09/04/27 00:19:25
暇だったら付き合ってくれ
ネイティヴの人が書いただろう文章だから難しい、やりがいがあると思うけど
In 1937 sociologist Robert S. Lynd wrote a little gem of a book entitled "knowledge for What?"
in which he attaked the divorce of scholarship from the problems of his day.
The book has just been reissued 27 years later.
In the interim the world has experienced Auschwitz and Hiroshima and Birmingham,
yet the accusation in that book against the world of scholarship remains exactly as true in every line.
Social scientists for the most part still are not focusing their research directly on the world's uregent problems.

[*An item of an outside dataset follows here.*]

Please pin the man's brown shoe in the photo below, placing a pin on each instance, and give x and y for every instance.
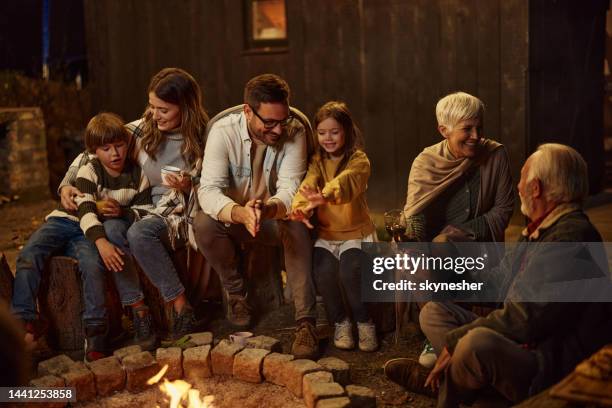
(306, 343)
(409, 374)
(238, 311)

True, they are accumulating data on these problems,
but too often they avoid moving too close to the presentation of solutions
because at that point controversy enters.

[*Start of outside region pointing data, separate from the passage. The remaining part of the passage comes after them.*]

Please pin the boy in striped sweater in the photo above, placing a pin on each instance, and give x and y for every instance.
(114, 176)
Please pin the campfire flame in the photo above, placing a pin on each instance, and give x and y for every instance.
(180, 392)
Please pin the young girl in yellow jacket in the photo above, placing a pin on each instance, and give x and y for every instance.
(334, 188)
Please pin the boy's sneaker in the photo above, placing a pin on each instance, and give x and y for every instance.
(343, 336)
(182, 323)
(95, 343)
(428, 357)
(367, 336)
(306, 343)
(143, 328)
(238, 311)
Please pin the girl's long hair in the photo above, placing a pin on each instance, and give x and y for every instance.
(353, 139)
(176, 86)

So the scholarly monographs and the social evils keep rising higher and higher in separate piles,
parallel to one another with such Euclidian perfection that we begin to despair they ever will intersect.

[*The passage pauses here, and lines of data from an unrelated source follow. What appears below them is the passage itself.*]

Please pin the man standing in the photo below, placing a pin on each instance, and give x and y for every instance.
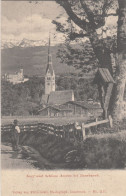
(15, 135)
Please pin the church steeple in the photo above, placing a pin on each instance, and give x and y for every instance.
(49, 64)
(50, 75)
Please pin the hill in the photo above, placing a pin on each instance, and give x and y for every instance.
(32, 59)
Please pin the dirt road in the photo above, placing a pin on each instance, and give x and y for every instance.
(15, 159)
(25, 158)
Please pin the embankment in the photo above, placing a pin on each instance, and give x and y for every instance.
(108, 151)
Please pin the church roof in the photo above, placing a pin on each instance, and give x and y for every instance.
(44, 99)
(60, 97)
(105, 75)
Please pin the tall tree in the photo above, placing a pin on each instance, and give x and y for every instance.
(90, 16)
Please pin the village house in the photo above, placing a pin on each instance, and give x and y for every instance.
(15, 78)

I would like in this brief paper to at least initiate a discussion on the uses of power,
not as an academic exercise, but in relation to what we see around us and to what we hear,
which is more and more these days the sound of crowds in the streets.
The health of society, I assume, is dependent on a balance between people's expectations and the fulfillment of those expectations.
Both the Buddhism of Gautama in the East and the Stoicism of Epictetus in the West in their emphasis
on resignation as a means to happiness were fitted to the limits of a crude technology.
Today the momentum of science has created worldwide waves of demand which can be fulfilled.
Quiescence and resignation are no longer pertinent, is reasonable.